SAN FRANCISCO — On Tuesday, Facebook wants to augment your reality.

That's when the giant social network hosts its annual F8 conference for software developers, a decidedly geeky affair that nevertheless has real-world implications for everyday Facebook users.

Last year, CEO Mark Zuckerberg unveiled Facebook's 10-year road map that calls for powerful technologies to radically alter how people connect with friends and family and the world at large. This year Facebook is poised to show off what it meant.

Here's the future according to Facebook: The smartphone camera is on the verge of taking augmented reality mainstream, changing how people use Facebook, how they interact with each other and how they interact with the world.

Think Pokemon Go but on steroids. We will wander not one, but two worlds — the physical and the digital — wearing glasses or contact lenses that can summon information about the street we are walking on or the restaurant we are eating in or let us manipulate digital objects that feel real but aren't really there.
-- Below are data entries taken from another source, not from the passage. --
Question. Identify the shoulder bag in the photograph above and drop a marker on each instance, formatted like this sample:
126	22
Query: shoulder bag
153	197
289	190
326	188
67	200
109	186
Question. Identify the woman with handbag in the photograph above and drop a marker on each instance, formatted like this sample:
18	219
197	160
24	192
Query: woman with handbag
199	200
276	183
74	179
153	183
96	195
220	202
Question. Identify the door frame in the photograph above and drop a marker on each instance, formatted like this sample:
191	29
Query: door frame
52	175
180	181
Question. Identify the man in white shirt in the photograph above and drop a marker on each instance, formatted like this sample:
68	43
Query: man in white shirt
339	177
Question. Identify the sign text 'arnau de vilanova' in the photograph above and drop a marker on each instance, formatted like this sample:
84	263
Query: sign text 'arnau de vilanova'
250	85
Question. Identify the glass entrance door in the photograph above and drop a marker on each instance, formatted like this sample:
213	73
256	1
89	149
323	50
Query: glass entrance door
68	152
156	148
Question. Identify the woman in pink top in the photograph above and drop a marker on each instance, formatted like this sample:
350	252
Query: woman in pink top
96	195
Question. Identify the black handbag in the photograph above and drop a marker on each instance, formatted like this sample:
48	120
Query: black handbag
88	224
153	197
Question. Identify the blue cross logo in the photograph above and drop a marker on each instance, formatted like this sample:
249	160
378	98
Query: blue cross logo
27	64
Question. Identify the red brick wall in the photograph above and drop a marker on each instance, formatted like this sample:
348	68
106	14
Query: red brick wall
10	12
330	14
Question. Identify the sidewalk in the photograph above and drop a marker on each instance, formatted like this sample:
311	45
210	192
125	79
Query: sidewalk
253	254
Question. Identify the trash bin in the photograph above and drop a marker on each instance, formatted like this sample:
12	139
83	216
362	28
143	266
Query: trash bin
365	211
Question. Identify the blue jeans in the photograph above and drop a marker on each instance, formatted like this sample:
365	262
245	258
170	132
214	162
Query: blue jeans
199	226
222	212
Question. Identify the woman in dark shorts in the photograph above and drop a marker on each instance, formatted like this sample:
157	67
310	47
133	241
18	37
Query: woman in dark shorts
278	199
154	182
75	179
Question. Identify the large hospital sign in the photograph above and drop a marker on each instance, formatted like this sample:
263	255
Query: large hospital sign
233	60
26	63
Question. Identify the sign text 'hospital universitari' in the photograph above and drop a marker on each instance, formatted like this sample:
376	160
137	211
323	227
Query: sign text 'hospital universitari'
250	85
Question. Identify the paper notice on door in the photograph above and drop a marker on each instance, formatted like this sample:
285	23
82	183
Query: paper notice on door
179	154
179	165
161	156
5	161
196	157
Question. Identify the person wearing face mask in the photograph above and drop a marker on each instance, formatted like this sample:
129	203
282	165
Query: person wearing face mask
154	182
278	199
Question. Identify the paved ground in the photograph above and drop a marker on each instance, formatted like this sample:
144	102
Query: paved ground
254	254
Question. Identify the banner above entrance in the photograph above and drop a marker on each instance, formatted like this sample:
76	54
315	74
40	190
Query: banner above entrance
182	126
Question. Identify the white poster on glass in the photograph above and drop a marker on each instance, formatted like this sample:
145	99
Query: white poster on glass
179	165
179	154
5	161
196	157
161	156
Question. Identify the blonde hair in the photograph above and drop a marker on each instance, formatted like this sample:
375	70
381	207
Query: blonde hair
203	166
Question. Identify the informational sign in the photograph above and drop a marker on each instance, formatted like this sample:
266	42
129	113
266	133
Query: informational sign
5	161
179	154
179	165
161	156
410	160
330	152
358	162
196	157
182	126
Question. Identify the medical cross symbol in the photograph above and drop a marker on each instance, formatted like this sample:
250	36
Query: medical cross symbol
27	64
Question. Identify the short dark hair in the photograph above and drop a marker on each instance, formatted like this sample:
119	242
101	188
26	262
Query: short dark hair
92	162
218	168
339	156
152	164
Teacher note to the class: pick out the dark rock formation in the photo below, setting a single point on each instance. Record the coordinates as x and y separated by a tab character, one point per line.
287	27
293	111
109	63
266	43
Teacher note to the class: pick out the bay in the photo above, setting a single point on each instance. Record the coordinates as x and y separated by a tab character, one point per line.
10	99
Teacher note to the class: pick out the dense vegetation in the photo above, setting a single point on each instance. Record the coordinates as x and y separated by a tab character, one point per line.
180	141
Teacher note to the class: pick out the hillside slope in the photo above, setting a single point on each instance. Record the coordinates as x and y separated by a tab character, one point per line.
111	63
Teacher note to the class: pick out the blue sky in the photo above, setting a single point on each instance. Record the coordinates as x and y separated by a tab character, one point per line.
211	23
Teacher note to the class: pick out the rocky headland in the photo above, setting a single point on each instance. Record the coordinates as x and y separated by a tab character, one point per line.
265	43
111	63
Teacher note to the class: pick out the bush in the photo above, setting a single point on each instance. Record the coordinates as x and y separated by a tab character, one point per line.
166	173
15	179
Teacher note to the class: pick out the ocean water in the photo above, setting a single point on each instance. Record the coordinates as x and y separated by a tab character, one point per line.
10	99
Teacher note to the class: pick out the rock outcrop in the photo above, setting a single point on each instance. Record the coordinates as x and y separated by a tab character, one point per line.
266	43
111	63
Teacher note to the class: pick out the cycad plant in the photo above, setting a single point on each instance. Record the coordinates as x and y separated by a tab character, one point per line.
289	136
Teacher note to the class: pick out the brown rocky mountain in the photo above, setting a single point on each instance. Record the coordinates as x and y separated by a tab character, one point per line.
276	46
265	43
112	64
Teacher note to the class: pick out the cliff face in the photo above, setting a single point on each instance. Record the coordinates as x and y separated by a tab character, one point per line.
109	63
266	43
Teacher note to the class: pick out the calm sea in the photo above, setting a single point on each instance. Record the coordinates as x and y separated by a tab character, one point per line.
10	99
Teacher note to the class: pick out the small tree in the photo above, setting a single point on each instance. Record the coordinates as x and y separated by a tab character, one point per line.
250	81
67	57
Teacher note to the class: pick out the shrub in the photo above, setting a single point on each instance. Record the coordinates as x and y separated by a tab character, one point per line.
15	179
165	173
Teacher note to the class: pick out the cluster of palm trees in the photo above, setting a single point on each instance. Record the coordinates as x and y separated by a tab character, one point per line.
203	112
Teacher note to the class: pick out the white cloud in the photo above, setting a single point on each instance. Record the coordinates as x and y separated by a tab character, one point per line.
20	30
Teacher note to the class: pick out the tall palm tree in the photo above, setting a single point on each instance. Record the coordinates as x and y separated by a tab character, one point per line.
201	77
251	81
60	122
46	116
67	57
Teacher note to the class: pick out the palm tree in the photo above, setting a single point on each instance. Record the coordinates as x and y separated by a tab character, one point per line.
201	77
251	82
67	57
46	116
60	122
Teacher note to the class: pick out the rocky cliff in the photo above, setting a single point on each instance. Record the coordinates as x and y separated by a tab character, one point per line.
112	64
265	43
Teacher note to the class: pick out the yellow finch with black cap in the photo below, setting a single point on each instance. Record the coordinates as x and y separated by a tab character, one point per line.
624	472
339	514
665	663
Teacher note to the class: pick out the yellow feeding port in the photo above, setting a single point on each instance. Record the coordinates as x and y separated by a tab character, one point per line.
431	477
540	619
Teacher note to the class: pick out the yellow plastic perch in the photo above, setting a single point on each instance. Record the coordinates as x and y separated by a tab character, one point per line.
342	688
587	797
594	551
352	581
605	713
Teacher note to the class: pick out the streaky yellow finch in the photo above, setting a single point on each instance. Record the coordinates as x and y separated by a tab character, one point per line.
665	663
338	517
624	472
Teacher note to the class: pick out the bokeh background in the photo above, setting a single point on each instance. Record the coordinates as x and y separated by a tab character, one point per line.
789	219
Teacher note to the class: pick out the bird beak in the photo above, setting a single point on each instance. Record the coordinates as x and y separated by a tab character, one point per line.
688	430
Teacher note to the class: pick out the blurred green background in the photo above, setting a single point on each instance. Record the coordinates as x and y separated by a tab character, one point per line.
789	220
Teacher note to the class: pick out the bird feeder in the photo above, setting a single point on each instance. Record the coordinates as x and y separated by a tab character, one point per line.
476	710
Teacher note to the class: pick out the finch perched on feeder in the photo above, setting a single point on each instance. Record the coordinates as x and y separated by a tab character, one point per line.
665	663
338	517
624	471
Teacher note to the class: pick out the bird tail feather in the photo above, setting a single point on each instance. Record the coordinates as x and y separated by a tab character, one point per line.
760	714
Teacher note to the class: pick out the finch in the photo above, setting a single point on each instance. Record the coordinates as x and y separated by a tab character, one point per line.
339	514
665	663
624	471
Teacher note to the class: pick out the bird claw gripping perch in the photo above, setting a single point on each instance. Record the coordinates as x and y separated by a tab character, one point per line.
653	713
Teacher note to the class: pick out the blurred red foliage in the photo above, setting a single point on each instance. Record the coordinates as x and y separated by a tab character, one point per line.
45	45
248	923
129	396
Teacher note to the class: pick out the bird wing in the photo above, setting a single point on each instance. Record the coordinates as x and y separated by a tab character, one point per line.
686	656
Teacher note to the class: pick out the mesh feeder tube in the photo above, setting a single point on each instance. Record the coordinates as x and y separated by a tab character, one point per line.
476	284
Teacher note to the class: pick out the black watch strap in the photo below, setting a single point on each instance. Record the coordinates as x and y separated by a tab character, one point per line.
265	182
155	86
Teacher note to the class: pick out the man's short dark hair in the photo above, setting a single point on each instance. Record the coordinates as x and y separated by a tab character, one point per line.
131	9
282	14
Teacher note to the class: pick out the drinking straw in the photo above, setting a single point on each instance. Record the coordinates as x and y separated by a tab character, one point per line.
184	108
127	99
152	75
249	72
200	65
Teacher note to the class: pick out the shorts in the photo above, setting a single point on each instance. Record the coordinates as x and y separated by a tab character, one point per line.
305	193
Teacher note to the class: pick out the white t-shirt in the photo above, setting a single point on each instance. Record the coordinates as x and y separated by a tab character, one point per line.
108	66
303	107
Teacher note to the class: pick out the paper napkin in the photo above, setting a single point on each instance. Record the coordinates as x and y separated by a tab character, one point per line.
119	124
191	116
The augmented reality lenses that Facebook is building to deliver that hybrid experience are still years in the offing. But smartphones are already in our pockets and Facebook believes they can start delivering experiences that mix the digital with the physical much sooner than we think.

"We are clearly in a visual world. It’s interesting to think about all of the things we do with our eyes and why our phones don’t help us do more of this on camera. Recognizing whether we are in the right place, seeing people around us, capturing memories without having to make a lot of effort to take a photo," says Josh Elman, a partner with Greylock who worked for Facebook, LinkedIn and Twitter before becoming a venture capitalist. "Facebook knows this and it’s going hard."

For the moment, the augmented reality tricks we can do with smartphones are fairly primitive, technically speaking. For instance: Facebook's camera effects that jazz up selfies with silly or whimsical masks, frames and filters.

But Facebook isn't just in the business of helping people take "cool selfies," says Gartner analyst Brian Blau. It's focused on creating experiences that will fundamentally change how people interact with each other and the physical world.

"We are just seeing the beginning of the sophistication of smartphones and how they relate to the user and how the user can use them in mixed and augmented reality scenarios," says Blau.